Now find the same thing for the #5 spot. Trust someone.
Or come up with an outside alternative.
That’s where we shift our attention to Mozeliak and the front office.
If the analytics imply that these arms are trouble and the manager’s actions imply that he doesn’t trust any of them, then it’s up to the FO to fix the situation.
Or do nothing and live with the consequences.
There are multiple name players rumored to be on the market. Those range from Shohei Otani to Patrick Corbin, with a slew of recognizable personalities in between.
Do you want a Thor? You can get one. A Bum? He’s available, too.
I’m sure there are plenty of arms you haven’t heard of on the market as well. Like Pablo Lopez of the Marlins. Or Chad Kuhl of the Rockies. And that’s just naming two guys our own Connor Lemons picked out in his last post.
Despite all these names, what we haven’t seen, though, is movement.
There was talk earlier in the season that the short Spring Training and increased likelihood of pitcher injury would lead to hoarding and overvaluing.

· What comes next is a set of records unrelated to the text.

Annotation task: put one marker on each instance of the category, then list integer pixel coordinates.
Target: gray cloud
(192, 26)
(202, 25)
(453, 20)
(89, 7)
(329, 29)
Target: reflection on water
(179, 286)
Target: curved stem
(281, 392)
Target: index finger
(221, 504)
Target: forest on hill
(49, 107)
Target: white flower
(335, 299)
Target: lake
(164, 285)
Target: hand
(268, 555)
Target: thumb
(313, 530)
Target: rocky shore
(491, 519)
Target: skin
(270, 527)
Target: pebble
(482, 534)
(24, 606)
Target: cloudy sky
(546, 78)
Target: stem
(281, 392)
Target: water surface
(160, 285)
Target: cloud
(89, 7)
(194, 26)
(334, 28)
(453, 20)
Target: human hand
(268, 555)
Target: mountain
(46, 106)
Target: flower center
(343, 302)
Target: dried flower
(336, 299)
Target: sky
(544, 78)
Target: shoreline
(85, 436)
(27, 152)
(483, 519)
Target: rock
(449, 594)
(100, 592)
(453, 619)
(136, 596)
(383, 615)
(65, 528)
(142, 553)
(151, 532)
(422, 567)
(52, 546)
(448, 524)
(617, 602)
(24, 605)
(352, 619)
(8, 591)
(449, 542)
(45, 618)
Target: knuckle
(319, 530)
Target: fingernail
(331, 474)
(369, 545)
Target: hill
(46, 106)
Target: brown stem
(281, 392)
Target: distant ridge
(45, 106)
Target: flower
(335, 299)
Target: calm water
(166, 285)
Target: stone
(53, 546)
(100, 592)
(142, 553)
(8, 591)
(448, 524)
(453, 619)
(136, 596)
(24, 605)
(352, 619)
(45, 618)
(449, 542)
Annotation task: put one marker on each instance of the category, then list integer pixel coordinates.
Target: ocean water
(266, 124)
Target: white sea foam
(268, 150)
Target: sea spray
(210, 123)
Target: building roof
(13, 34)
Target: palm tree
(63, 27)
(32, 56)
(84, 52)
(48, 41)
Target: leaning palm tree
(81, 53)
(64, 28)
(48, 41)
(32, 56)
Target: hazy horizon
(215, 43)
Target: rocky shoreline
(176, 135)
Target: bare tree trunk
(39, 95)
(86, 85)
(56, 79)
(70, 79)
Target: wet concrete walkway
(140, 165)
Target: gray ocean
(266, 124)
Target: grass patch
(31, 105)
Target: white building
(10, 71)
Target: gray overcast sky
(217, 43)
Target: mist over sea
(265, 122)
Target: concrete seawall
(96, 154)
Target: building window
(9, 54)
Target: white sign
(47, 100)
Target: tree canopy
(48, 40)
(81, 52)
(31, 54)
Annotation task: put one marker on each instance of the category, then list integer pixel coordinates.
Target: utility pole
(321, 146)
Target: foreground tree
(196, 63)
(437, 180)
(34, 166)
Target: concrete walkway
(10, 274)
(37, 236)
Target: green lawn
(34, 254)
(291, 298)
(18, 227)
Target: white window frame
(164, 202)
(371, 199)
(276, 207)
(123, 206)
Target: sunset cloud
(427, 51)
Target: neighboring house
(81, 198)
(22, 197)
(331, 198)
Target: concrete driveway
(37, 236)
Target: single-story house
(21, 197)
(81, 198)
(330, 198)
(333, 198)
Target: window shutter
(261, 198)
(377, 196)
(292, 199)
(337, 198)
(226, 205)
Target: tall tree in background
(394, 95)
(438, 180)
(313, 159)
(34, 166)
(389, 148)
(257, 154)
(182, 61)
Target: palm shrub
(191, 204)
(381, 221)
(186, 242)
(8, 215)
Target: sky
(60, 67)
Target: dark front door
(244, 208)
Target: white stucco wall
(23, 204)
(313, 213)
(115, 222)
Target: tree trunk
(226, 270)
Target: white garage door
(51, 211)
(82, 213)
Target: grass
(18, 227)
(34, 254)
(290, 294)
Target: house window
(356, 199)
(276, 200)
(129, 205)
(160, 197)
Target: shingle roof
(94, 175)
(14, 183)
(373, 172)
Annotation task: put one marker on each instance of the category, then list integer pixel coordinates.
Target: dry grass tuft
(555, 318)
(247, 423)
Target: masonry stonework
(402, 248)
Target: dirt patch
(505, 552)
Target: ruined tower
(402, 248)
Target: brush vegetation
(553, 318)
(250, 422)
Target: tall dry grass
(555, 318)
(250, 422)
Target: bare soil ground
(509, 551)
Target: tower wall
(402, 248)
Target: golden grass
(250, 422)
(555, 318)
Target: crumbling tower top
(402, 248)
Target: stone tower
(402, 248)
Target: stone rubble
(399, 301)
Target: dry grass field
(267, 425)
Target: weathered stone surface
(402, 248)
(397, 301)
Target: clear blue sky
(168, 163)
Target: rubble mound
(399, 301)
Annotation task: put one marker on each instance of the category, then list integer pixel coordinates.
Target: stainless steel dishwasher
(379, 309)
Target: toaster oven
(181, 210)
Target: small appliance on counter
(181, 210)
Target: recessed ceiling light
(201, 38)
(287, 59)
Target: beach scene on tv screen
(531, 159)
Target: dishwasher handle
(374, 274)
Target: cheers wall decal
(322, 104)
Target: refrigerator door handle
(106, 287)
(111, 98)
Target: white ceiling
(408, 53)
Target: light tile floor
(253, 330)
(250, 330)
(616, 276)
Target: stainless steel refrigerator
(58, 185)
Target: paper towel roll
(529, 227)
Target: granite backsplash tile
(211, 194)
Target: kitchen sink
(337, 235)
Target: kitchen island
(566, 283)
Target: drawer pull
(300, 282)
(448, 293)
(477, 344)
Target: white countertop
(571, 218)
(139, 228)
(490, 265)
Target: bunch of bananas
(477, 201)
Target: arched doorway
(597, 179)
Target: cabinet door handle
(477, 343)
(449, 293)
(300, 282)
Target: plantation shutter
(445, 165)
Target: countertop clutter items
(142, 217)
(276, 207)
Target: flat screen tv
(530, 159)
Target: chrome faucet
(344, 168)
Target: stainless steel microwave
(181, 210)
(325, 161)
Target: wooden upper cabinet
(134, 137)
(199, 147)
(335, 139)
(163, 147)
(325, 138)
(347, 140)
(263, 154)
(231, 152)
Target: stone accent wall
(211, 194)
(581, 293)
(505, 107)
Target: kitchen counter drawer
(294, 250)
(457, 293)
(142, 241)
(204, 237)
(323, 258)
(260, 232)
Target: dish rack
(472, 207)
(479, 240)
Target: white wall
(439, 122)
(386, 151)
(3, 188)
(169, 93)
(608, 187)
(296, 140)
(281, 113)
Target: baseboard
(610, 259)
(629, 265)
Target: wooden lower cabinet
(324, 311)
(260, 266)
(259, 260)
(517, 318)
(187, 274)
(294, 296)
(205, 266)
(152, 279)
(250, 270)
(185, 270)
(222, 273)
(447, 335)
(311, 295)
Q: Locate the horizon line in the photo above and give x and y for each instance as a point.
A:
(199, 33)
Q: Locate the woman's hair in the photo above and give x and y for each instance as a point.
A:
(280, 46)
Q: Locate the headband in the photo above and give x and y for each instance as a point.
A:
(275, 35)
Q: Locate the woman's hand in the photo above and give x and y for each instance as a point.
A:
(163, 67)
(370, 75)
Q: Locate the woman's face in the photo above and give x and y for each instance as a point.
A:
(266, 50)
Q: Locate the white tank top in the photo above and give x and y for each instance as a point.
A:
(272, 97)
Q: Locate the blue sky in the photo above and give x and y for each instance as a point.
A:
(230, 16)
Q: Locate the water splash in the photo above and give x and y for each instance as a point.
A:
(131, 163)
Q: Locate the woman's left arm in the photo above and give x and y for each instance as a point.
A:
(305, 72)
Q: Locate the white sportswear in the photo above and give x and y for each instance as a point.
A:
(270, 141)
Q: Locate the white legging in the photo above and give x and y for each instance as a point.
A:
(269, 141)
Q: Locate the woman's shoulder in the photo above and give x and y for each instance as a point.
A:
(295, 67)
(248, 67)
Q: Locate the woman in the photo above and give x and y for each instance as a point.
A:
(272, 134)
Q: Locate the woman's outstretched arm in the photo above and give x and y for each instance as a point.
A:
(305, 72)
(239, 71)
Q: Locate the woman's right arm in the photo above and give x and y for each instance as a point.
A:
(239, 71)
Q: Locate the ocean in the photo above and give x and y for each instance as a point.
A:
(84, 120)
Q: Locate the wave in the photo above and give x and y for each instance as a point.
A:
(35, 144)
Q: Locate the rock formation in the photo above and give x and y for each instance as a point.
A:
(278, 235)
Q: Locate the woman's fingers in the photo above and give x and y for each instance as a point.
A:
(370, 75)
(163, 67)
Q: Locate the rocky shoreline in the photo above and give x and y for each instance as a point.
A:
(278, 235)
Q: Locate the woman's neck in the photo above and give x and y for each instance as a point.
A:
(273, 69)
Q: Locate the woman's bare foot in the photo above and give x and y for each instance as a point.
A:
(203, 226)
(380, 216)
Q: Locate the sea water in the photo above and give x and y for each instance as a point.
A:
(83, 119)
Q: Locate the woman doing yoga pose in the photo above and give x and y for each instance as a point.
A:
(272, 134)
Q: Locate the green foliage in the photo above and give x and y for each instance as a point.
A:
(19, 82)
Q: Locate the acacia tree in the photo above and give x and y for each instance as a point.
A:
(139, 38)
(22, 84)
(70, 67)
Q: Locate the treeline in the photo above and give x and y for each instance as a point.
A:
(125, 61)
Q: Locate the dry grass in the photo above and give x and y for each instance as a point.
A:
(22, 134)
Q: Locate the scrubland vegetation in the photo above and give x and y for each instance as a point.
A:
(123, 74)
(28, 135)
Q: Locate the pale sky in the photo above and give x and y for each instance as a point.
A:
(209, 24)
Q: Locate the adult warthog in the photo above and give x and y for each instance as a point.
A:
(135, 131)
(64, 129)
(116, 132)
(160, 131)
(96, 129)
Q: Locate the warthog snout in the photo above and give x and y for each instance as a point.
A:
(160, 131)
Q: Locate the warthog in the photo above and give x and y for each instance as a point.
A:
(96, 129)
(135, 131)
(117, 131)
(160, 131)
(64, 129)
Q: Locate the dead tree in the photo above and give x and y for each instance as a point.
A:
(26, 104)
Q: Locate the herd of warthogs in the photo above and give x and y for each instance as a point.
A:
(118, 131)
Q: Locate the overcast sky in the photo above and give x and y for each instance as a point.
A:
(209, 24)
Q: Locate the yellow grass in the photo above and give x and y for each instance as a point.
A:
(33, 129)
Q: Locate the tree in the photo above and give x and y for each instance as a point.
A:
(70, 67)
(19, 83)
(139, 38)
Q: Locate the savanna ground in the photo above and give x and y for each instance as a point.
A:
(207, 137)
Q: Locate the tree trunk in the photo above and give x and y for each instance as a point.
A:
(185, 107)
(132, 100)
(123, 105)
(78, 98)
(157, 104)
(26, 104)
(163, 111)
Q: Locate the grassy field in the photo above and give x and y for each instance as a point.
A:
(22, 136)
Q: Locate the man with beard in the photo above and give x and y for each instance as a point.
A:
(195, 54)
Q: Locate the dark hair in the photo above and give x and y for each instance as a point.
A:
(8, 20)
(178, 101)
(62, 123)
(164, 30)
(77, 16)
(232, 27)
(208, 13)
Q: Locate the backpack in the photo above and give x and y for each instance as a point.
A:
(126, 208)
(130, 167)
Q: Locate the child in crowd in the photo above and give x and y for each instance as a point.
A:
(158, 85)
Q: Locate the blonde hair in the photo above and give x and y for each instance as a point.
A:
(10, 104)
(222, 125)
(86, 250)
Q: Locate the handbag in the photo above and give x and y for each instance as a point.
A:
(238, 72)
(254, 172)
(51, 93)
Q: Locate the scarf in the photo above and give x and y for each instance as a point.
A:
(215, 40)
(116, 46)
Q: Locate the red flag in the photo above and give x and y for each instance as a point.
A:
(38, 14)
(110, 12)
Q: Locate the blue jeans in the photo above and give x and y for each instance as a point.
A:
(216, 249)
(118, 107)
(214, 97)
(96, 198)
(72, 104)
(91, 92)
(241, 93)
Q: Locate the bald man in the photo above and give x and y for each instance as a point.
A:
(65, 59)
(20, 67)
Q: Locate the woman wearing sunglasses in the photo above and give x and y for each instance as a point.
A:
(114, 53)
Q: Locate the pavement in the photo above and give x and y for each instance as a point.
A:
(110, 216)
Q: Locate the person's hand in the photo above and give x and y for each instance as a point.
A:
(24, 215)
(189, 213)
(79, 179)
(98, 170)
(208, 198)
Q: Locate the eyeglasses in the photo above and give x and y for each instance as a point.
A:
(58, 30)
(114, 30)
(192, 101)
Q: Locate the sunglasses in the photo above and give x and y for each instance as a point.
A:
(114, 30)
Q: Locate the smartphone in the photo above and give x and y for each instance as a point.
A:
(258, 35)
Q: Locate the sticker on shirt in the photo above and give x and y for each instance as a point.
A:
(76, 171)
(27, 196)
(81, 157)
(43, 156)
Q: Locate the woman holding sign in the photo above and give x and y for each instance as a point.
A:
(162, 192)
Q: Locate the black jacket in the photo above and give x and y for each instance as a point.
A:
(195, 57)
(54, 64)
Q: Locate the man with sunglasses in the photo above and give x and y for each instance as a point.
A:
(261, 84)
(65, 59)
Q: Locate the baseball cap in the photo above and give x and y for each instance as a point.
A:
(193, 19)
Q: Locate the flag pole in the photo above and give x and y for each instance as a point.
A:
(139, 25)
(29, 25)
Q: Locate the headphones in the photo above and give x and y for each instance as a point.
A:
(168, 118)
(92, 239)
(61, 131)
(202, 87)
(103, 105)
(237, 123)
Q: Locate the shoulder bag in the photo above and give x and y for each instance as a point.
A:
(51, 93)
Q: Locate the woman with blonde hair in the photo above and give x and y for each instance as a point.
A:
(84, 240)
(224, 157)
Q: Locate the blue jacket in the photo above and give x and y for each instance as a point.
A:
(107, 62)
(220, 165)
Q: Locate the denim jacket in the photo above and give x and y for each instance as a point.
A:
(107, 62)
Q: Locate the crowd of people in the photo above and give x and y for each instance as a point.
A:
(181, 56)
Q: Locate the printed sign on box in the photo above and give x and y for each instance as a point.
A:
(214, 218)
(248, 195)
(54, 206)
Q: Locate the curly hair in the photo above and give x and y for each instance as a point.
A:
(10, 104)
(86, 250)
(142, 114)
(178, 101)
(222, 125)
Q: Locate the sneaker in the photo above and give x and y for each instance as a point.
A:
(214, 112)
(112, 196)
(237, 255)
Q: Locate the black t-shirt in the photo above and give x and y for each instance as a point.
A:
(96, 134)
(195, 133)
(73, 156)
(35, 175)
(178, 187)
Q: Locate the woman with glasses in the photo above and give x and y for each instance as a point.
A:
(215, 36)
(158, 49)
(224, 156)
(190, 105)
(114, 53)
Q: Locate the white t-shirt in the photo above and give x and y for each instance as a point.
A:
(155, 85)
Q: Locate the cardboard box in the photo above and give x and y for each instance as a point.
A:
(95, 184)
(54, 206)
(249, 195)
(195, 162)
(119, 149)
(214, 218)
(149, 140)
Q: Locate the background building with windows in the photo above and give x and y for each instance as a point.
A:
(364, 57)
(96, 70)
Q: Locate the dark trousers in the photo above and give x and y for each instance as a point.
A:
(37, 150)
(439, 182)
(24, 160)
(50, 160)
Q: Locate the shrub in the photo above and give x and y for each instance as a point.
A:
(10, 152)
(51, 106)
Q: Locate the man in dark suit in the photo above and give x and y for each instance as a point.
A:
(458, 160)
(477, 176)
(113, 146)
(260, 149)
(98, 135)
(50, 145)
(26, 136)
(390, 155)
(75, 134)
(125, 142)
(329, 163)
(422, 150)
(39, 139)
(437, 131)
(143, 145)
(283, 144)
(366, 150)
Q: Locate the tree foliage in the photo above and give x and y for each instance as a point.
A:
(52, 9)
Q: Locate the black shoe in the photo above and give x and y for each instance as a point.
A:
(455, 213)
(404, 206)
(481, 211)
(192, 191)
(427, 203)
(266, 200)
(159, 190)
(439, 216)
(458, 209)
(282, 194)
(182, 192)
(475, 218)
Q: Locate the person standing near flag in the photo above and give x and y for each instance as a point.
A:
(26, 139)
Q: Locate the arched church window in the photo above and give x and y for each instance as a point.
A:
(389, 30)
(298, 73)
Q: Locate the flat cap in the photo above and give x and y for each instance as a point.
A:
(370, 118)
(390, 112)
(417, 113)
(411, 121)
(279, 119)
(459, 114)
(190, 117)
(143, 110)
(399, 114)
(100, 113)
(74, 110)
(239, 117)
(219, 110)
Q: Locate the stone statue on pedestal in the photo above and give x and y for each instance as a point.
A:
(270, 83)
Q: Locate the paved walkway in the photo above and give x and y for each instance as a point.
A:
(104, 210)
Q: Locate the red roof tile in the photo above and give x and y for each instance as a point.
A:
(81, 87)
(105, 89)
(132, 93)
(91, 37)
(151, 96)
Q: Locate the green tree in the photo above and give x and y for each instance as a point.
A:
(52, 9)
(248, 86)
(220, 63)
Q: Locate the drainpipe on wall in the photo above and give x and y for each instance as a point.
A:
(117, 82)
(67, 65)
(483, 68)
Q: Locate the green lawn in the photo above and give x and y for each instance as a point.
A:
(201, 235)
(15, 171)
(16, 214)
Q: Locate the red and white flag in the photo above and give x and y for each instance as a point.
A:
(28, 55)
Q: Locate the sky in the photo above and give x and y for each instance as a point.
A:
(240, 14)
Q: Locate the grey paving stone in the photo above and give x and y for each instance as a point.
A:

Now that we are in sight of the deadline, you have to wonder if that isn’t proving true.
At the blogger day, Mozeliak opined that the deadline was the most expensive time to add talent. That’s when demand drives up prices while the impact of acquisitions is at its lowest.
Is it worth it to move useful young talent with multiple years of control for 8 starts from a marginal starting pitcher who will leave after the season?
Is it worth it to give up a chunk of the farm system to get a guy who has multiple years of control?
Will DeWitt, who has been notoriously tight-pursed the last two seasons, even be willing to take on salary to make a move possible?
The Matz injury places this entire dilemma in front of John Mozeliak.
After dancing around it and waiting on first Flaherty and then Matz, it’s now unequivocally decision time.
One way or another. Settle on internal replacements that you don’t trust and know are problems. Or pay more than you want to pay to throw some talent into the shallow pool of currently available arms.
I could go either way. Despite the big names out there, it seems like the Cardinals are far more likely to dabble around the edge of the market. That means spending a couple of prospects to acquire more replacement-level talent, while maybe providing Marmol with someone he has to trust. That could settle the team but it doesn’t move them much in terms of competitiveness.
Thor – Noah Syndergaard – would probably be my reluctant choice.
Or they could just give those starts to Liberatore and see what happens. If he is going to be part of their plans next season, then it would be nice to see what he’s capable of when given an extended look. Can he settle in and find the consistency he showed in AAA? Can he translate the quality command/control he had in the minors to the best hitters in the world?
I honestly don’t know. But his prospect pedigree and AAA performance lead me to guess a hesitant yes. And if the back-end of this year’s rotation is a loss anyway, I wouldn’t mind seeing them gain some critical information for next year. Plus, if anyone could get hot at the right time and lock that spot down, it’s probably Liberatore and only Liberatore among the internal options. (If Thompson isn’t an option since he’s not stretched out.)
Regardless, the Cardinals need to make their choice. And they need to do it now.